An idea is to use the D'Alembert criteria which states that if $$ \frac{a_{n+1}}{a_n} \underset{n \rightarrow +\infty}{\rightarrow} \ell $$ then

• $\ell>1$ makes the series $\sum_{n \in \mathbb{N}}^{ }a_n$ diverge.

• $\ell<1$ makes the series $\sum_{n \in \mathbb{N}}^{ }a_n$ converge.

• $\ell=1$ we cannot conclude whether it converges or not.

Just a simple result before justifying it : if $$ \frac{a_{n+1}}{a_n}\leq k $$ with $k \in \left]0,1\right[$ then the series $\sum_{n \in \mathbb{N}}^{ }a_n$ converges.
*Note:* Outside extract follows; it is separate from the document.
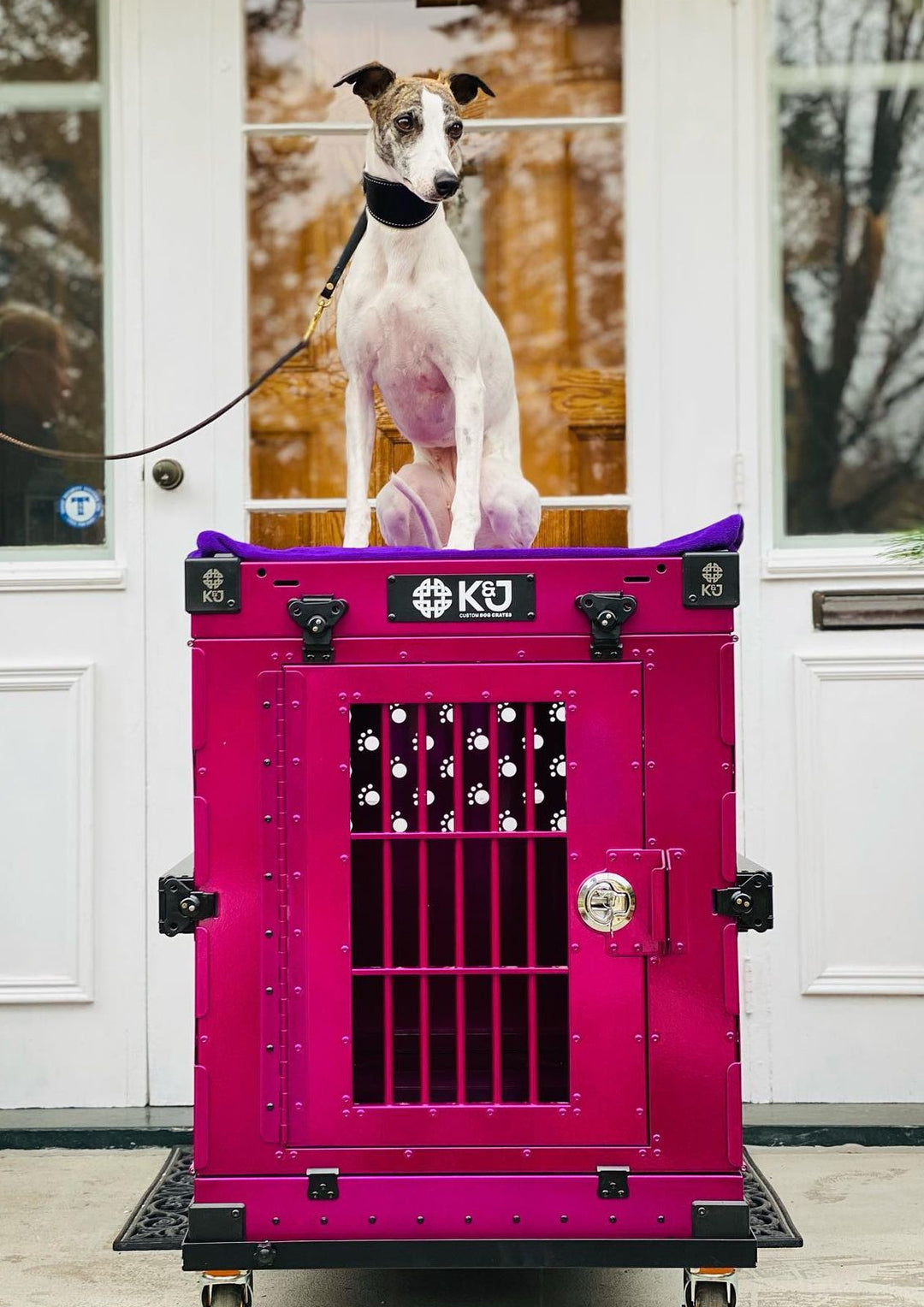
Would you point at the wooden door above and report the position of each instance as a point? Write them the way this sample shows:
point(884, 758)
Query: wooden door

And if $$ \frac{a_{n+1}}{a_n}\geq k $$ with $k>1$ then the series $\sum_{n \in \mathbb{N}}^{ }a_n$ diverges.

It comes from the fact that we have with the hypothesis $$ a_{n+1} \leq k^n a_0 $$ and the series $\sum k^n$ converges because $k \in \left]0,1\right[$. Same for ther other case $$ a_{n+1} \geq k^n a_0 $$ and the series $\sum k^n$ diverges because $k>1$

Now, let's proof the result I've stated :

By definition of convergence, $\forall \epsilon>0, \ \exists N$ so that for $n>N$ $$ \left|\frac{a_{n+1}}{a_n}-\ell\right|<\epsilon \Rightarrow \ell-\epsilon<\frac{a_{n+1}}{a_n}<\ell+\epsilon $$

• If $\ell>1$, we choose $\displaystyle \epsilon=\frac{\ell-1}{2} \Rightarrow \ell-\epsilon>1$ so with the previous result, the series $\sum_{n \in \mathbb{N}}^{ }a_n$ diverges.

• If $\ell<1$, we choose $\displaystyle \epsilon=\frac{1-\ell}{2} \Rightarrow \ell+\epsilon<1$ so with the previous result, the series $\sum_{n \in \mathbb{N}}^{ }a_n$ converges.

Now, for your exercise, we have $$ a_n=\frac{1}{\sqrt{5}}\left(\phi^n-\left(\overline{\phi}\right)^n\right) $$ where $\displaystyle \phi=\frac{1+\sqrt{5}}{2}>1$ and $\displaystyle \overline{\phi}=\frac{1-\sqrt{5}}{2}<1$ hence $$ \frac{a_{n}}{a_{n+1}}=\frac{\phi^{n}-\left(\overline{\phi}\right)^{n}}{\phi^{n+1}-\left(\overline{\phi}\right)^{n+1}}\underset{(+\infty)}{\sim}\frac{1}{\phi}=\frac{2}{1+\sqrt{5}}<1 $$ Hence with the criteria the series $\displaystyle \sum_{n \in \mathbb{N}^{*}}\frac{1}{a_n}$ converges.

Answer 2

Use the recurrence relation to prove by mathematical induction that $a_{n+1} \ge \dfrac 3 2 a_n$ for $n\ge 3.$ Deduce from that, that $a_n \ge \left(\frac 3 2\right)^{n-3} \cdot 2$ for $n\ge 3.$ Hence $$ \frac 1 {a_n} \le 2 \cdot \left( \frac 2 3 \right)^{n-3} $$ so you have a comparison with a geometric series.